Daß das Volk sich in dieser Weise selber half, sowohl in religiösen, wie in weltlichen Dingen, kam den Beamten höchst ungelegen. Die Prediger fanden willige Unterstützung bei den Juristen, und mit Hilfe einer alten Verordnung von 1741 gegen religiöse Versammlungen brachte man es dahin, daß Hauge ins Gefängnis geworfen ward.

Zehn Jahre hindurch ward er hier festgehalten. Da aber alles, was in unzähligen Verhören zu Tage gefördert ward, nur dazu diente, stets neue Zeugnisse von dem fleckenlosen Wandel, der großen Begabung und dem edlen Charakter Hauges darzubringen, mußten seine Feinde ihn zuletzt freigeben und sich damit begnügen, ihn der letzten Reste seines Vermögens zu berauben.

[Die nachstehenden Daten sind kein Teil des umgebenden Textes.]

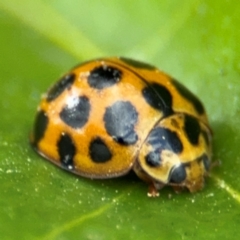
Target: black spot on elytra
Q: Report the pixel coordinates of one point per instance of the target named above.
(206, 137)
(66, 151)
(153, 159)
(99, 151)
(178, 174)
(76, 113)
(192, 129)
(189, 96)
(158, 97)
(120, 119)
(104, 76)
(137, 64)
(64, 83)
(163, 138)
(40, 126)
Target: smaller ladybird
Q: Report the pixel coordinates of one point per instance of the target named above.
(109, 116)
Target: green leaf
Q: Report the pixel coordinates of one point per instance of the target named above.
(195, 41)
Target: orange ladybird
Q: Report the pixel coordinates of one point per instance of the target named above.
(109, 116)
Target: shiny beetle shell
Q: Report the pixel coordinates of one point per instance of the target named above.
(110, 115)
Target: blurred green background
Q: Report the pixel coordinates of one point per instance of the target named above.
(196, 41)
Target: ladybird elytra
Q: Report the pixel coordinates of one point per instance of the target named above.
(108, 116)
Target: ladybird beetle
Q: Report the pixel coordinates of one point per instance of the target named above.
(111, 115)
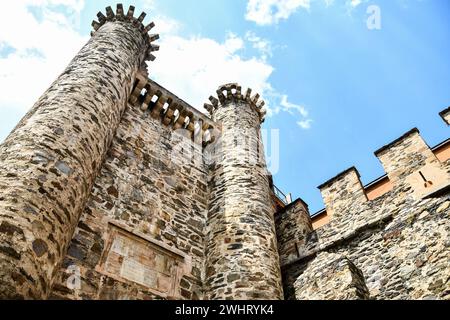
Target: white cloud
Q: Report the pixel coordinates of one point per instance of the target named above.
(38, 49)
(305, 124)
(193, 68)
(264, 46)
(267, 12)
(355, 3)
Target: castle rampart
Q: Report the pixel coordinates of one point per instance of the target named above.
(397, 241)
(112, 187)
(242, 259)
(48, 164)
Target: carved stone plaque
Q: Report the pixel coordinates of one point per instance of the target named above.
(130, 257)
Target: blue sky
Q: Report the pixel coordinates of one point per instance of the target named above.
(335, 89)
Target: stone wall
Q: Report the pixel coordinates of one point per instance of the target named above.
(242, 259)
(293, 226)
(445, 114)
(331, 277)
(48, 164)
(399, 241)
(152, 192)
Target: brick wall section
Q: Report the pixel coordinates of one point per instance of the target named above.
(410, 161)
(242, 260)
(399, 241)
(342, 193)
(49, 162)
(150, 188)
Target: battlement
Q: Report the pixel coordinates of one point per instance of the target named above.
(173, 111)
(408, 162)
(445, 114)
(232, 92)
(119, 15)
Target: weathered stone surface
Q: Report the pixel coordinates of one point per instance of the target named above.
(57, 150)
(331, 277)
(399, 241)
(241, 239)
(112, 187)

Wohl war Hauge von dem langen, ungesunden Gefängnisleben körperlich gebrochen; er lebte nur wenige Jahre noch, kränklich und voller Leiden, aber mutig und unverzagt bis zum letzten Atemzug. Er starb 1824. Aber erst im Jahre 1842 setzten die Vertreter des Volkes die Aufhebung jener alten Verordnung durch – trotz des königlichen Veto und trotz der Einsprache der Regierung, der Amtmänner, der Universität und der gesamten Geistlichkeit.

wo der Prediger in Begleitung des Landpolizeibeamten oder eines trunkfälligen Offiziers die religiösen Versammlungen auseinander trieb, den Prädikanten ausschalt oder ihn anspie und aus dem Kirchspiel zum nächsten Polizeibeamten transportieren ließ.

Waren nun gleich die Laienprediger jetzt weniger äußeren Gewaltthätigkeiten ausgesetzt, als in den früheren Tagen der Verfolgung, so gab es doch Gefahren anderer Art, welche ihre Stellung vielfach erschwerten.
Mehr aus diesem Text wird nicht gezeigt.